山頂からは頸城連山をはじめ、戸隠山、黒姫山、浅間山、北アルプス、南アルプス、天候が良ければ佐渡島まで見渡せる大展望が広がる。眼下には妙高高原や野尻湖が望め、火山が生み出した雄大な景観を存分に味わえる。
妙高山は古くから信仰の山として崇められ、旧登山道は妙高信仰の中心である関山神社から開かれた。社伝では和銅元年(708)に裸形上人が開山したと伝えられ、平安時代には修験者や参詣者が登る霊山となった。江戸時代には年間1,200人もの登拝者があった記録が残り、木曽義仲が山頂へ阿弥陀如来像を奉納したという伝承や、上杉謙信が出陣前に戦勝祈願を行ったという逸話も伝えられている。現在も自然、火山地形、歴史、信仰、高山植物、温泉を一度に楽しめる名山として、多くの登山者を魅了し続けている。(案内図)

🌌見どころ
妙高山最大の見どころは、火山が生み出した変化に富む景観と山頂からの大展望にある。燕温泉からのコースでは、北地獄谷の噴気地帯や荒々しい火山地形を間近に眺めながら登ることができ、樹林帯から森林限界へと景色が大きく変化していく。初夏から夏にはトウヤクリンドウやコバイケソウ、ハクサンコザクラなど多彩な高山植物が登山道を彩り、花の名山としての魅力も十分。山頂からは火打山や焼山をはじめ、戸隠山、黒姫山、浅間山、北・南アルプス、天候が良ければ佐渡島まで望むことができる。下山後は妙高高原温泉郷で疲れを癒やせるのも、この山ならではの楽しみだ。
🌌山名の由来
妙高山の山名は、古く「越の中山」と呼ばれていた山に「名香山」の字を当て、その音読みから「みょうこうさん」と呼ばれるようになったと伝えられる。また、「妙高」は仏教における世界の中心にそびえる霊峰・須弥山(しゅみせん)の別名でもあり、古くから信仰の山として崇められてきたことを物語っている。平安時代以降は修験道の霊場として栄え、山名には神仏習合の信仰と霊峰としての歴史が色濃く刻まれている。
🌌山にまつわる言い伝えや出来事
妙高山は古くから越後を代表する霊山として信仰を集め、旧登山道は関山神社から開かれた。社伝では和銅元年(708)に裸形上人が開山し、関山権現を祀ったことが始まりと伝えられる。平安時代以降は修験者や参詣者が登る信仰の山となり、江戸時代中期には年間約1,200人もの登拝者が訪れた記録が残る。寿永元年(1182)には木曽義仲が守り本尊の阿弥陀如来像を山頂に奉納したとの伝承があり、戦国時代には上杉謙信が出陣前に山頂の妙高堂へ籠もり戦勝祈願を行ったと伝えられる。現在も歴史と信仰が息づく名峰として、多くの登山者に親しまれている。
🌌注意事項
🤩妙高山は標高差が大きく、急登や岩混じりの区間が続くため、体力に余裕を持った計画が必要となる。北地獄谷周辺は火山活動の影響を受ける場合があるため、事前に登山道や規制情報を確認して入山したい。森林限界を越えると風雨を遮るものが少なく、天候が急変しやすいので、防寒着や雨具は必携。下山時は滑りやすい急斜面が多く、浮石にも注意しながら足元を確実に確認して歩くことが重要だ。

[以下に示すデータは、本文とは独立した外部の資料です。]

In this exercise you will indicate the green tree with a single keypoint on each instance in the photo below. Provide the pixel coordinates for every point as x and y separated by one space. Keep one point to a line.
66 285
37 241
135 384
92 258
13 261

🤩妙高山の水場はコースによって異なるが、最も利用者の多い燕温泉コースでは、天狗堂付近に湧水があり、登山シーズンには利用される。ただし、降雨量や時期によって水量が変化し、枯れる場合もあるため過信は禁物。山頂や稜線上には安定した水場はなく、十分な飲料水を登山口から携行するのが基本となる。利用する際は必ず最新の登山情報を確認しておきたい。
🤩妙高山の登山後は、麓に広がる妙高高原温泉郷で汗を流せる。赤倉温泉、新赤倉温泉、池の平温泉、妙高温泉、杉野沢温泉、関温泉、燕温泉の七つの温泉地が点在し、それぞれ異なる泉質や雰囲気を楽しめる。燕温泉の乳白色の湯や、赤倉温泉の豊富な湯量は特に人気が高い。多くの宿泊施設で日帰り入浴を実施しており、登山の疲れを癒やしながら妙高の豊かな自然を満喫できる。

🔶燕登山コース
燕温泉入り口駐車場から温泉街を通り抜けると道は二分し、右は惣滝、麻平へ続くコース、左のコースへ続く石段を上がる。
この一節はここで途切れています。